Currently the merkleRoot macro is an emulation of a proposed OP_MERKLE opcode.

Limitations

merkleRoot macro beingh emulated comes with some limitations. The main one comes from the amount of opcodes needed for emulation, the larger (and deeper) the tree gets the more VM logic needs to be applied. The base cost for this macro is 12 opcodes, with additional 5 opcodes per each tree height. Tree height is Math.floor(Math.log2(nElements - 1) + 1). So for 1000 elements in the dataset, the resulting code would require 62 opcodes. It is advised to choose the max tree capacity before deploying contracts.

Applications

Merkle Database

The idea behind the Merkle Database is to enable the contract users to propose the next state of a decentralized database in a permissionless and trustless fashion, while owners of the database can also update the elements in it knowing the exact contents of it.
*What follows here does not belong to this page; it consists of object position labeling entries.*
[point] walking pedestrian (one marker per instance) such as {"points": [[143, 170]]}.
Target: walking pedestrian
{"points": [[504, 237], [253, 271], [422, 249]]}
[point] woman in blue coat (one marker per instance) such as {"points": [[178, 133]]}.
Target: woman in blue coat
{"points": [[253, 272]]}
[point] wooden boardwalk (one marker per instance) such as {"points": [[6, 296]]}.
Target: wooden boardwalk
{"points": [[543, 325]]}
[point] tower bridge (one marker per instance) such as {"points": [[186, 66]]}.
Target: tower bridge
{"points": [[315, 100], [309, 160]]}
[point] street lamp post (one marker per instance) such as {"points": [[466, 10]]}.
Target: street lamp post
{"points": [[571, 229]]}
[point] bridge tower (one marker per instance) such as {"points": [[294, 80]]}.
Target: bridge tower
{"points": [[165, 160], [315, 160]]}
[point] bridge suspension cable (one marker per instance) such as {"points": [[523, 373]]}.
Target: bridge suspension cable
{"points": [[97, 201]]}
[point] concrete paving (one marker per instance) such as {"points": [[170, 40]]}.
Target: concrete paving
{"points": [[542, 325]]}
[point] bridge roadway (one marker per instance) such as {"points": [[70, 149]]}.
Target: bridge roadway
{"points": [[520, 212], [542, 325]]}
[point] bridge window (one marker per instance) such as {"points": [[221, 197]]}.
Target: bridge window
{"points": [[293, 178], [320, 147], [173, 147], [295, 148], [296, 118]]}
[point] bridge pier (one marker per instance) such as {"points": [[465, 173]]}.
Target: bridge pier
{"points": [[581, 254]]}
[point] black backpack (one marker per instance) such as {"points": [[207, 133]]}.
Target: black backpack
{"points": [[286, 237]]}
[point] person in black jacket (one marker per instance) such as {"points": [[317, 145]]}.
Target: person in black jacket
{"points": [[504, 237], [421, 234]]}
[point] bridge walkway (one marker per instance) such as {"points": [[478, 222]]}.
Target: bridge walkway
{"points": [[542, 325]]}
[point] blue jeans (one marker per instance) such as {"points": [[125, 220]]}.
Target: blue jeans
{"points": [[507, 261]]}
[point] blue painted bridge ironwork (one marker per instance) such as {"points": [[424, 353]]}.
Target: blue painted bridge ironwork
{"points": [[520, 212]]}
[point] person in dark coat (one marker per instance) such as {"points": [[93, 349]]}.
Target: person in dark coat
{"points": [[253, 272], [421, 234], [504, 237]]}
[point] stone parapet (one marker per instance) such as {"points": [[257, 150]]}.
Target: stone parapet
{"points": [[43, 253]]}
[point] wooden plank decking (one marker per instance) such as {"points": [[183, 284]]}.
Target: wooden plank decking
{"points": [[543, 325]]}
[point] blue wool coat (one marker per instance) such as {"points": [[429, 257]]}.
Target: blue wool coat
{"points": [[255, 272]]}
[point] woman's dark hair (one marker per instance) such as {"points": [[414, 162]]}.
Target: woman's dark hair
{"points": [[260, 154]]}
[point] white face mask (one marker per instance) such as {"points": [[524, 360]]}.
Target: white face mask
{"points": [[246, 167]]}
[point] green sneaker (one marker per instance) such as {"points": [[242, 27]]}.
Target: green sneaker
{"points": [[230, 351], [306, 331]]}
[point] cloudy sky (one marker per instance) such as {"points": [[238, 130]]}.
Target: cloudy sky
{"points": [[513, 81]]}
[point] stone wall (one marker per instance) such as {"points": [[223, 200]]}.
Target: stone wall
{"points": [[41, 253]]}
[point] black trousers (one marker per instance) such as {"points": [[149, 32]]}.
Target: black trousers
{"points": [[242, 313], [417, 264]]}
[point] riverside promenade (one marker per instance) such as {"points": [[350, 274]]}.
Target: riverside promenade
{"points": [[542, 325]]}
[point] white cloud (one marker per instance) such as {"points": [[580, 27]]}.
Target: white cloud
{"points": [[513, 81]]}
// lastElement index is dataset size - 1
contract merkleDatabase(bytes20 root, int lastElementIndex) {
  function append(bytes proof, bytes20 lastLeaf, bytes20 newLeaf) {

    // VALIDATE the existence of chosen leaf.
    bytes20 generatedRoot = merkleRoot(2, proof, lastElementIndex, lastLeaf ); // Generate a merkle root from the merkle proof.
    require(generatedRoot == root); //Validate that the merkle proof is valid.

    // APPEND the chosen leaf to the new leaf.
    lastElementIndex = lastElementIndex + 1; // Increment the leaf index.
    bytes20 generatedRootNew = merkleRoot(2, proof, lastElementIndex, newLeaf ); // Generate a merkle root for the new merkle leaf.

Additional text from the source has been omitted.